ARM LPC2148 microcontroller is great because of its versatile GPIO (General Purpose Input/Output) ports. These ports let you control electrical signals for many uses, from blinking LEDs to talking with other devices. Knowing how to set up and use the LPC2148’s GPIOs is key for developers in embedded systems. It helps make input and output functions that fit exactly what a project needs.

Outline

What is LPC2148 and GPIO

LPC2148 is a 32-bit Microcontroller based on the ARM7TDMI-S Family. It is manufactured by NXP Semiconductors (formerly Philips) and is one of the widely used and highly successful ARM7 based Microcontroller.

Even though ARM7 family is considered obsolete with the introduction of many advanced processors and controllers, it is one of the best and easiest microcontrollers to work around for beginners in ARM based microcontrollers.

Before going in to the details of the input/output pins, we’ll see some of the key features of the LPC2148 microcontroller.

LPC2148 is a -bit microcontroller based on ARM7 family (ARM7TDMI-S to be specific) and is available in a 64 pin LQFP Package (Low Profile Quad Flat Package).
It has an on-chip static RAM of 32kB and an on-chip flash memory of 512kB.
LPC2148 has an on-chip boot loader software that can be used to program the microcontroller using the feature of In-System Programming.
It also has the feature of in-Application Programming using which the user can program the microcontroller without using the boot loader software.
It has an embedded in-circuit emulator that helps in real time debugging.
LPC2148 has two 10-bit ADCs (ADC0 and ADC1) of Successive Approximation type.
It also has a 10-bit DAC of Resistor String type.

Other features can be found in the official datasheet and user manual.

General Purpose Input Output (GPIO) pins of a microcontroller are the first thing we need to learn before starting its embedded programming as input/output pins are the only way to interface with the microcontroller. GPIO pins can be used for driving loads, reading digital and analog signal, controlling external components, generating triggers for external devices etc.

LPC2148 has two IO ports namely PORT0 (P0) and PORT1 (P1). These two IO ports are of 32-bit wide and are provided by the 64 pins of the microcontroller.

The naming convention of the I/O pins on the LPC2148 Microcontroller is Pa.bc where ‘a’ is the number of the port i.e. 0 or 1 (as LPC2148 has only two ports) and ‘bc’ is the number of the pin in the port a. For example, P0.1 indicates pin number 1 of PORT0 and P1.10 indicates pin number 10 of PORT1.

PORT0 is a 32-bit wide input/output port with dedicated direction control bits for each physical pin. Out of the 32 pins, 28 pins can be used as general purpose bidirectional I/O pins. Pin P0.31 is an output only pin. Pins P0.24, P0.26 and P0.27 of PORT0 are not available.

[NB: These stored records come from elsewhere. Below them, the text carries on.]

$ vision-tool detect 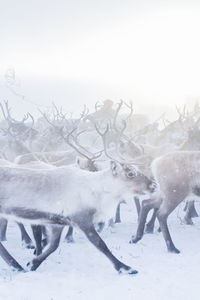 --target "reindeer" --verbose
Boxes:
[130,151,200,253]
[0,154,151,274]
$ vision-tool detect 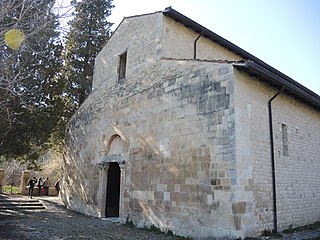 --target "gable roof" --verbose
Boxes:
[162,7,320,110]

PORT1 is also a 32-bit wide input/output port. In PORT1, pins P1.0 to P1.15 are not available and pins P1.16 to P1.31 are the available general purpose input/output pins.

Most of the pins in both the I/O ports of the LPC2148 have more than one function i.e. they are multiplexed with different functions. For example, Pin 19 of the LPC2148 has three functions namely P0.0, a general purpose I/O pin, TXD0, the transmitter O/P for UART0 and PWM1, the pulse width modulator O/P 1.

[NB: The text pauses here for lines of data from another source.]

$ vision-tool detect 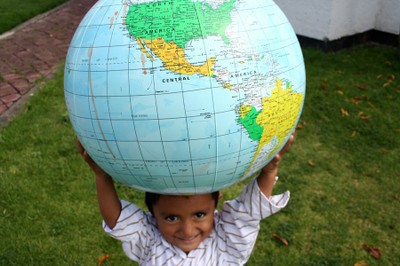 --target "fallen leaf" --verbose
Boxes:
[357,84,367,91]
[336,90,344,95]
[362,244,382,260]
[354,260,368,266]
[383,80,393,88]
[272,234,289,246]
[340,108,349,116]
[360,115,371,121]
[97,255,110,266]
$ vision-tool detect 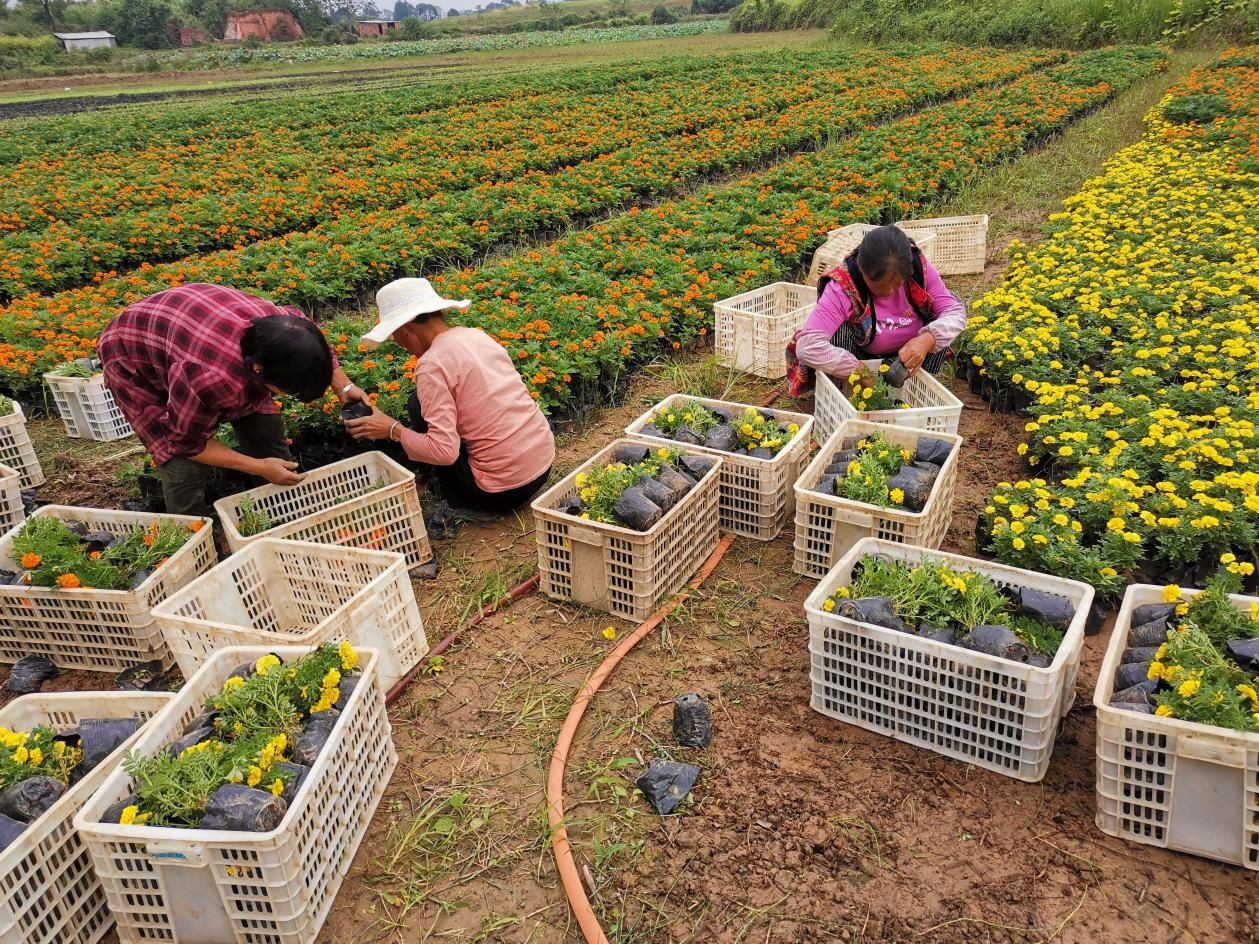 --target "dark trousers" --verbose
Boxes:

At any point of operation, each pin can have a single function and the function can be selected with the help of three Configuration Registers which control the multiplexers to allow connection between the external pin and the on-chip peripheral.

The configuration register is called PINSEL and is classified in to three registers: PINSEL0, PINSEL1 and PINSEL2. These configuration registers are of 32-bit wide. Any pin on the LPC2148 can have a maximum of 4 functions. Hence in order to select one of the four functions, two corresponding bits of the PINSEL register are needed. So, a 32-bit PINSEL register can control 16 pins with 2-bits to control each pin.

PINSEL0 controls PORT0 pins P0.0 to P0.15, PINSEL1 controls PORT0 pins P0.16 to P0.31 and PINSEL2 controls PORT1 pins P1.16 to P1.31.

The following table shows the PINSEL0 and corresponding functions on the PORT0.

The default function of all the Pins is GPIO. But it is a good programming practice to mention “PINSEL0=0” in order to select the GPIO function of the Pins.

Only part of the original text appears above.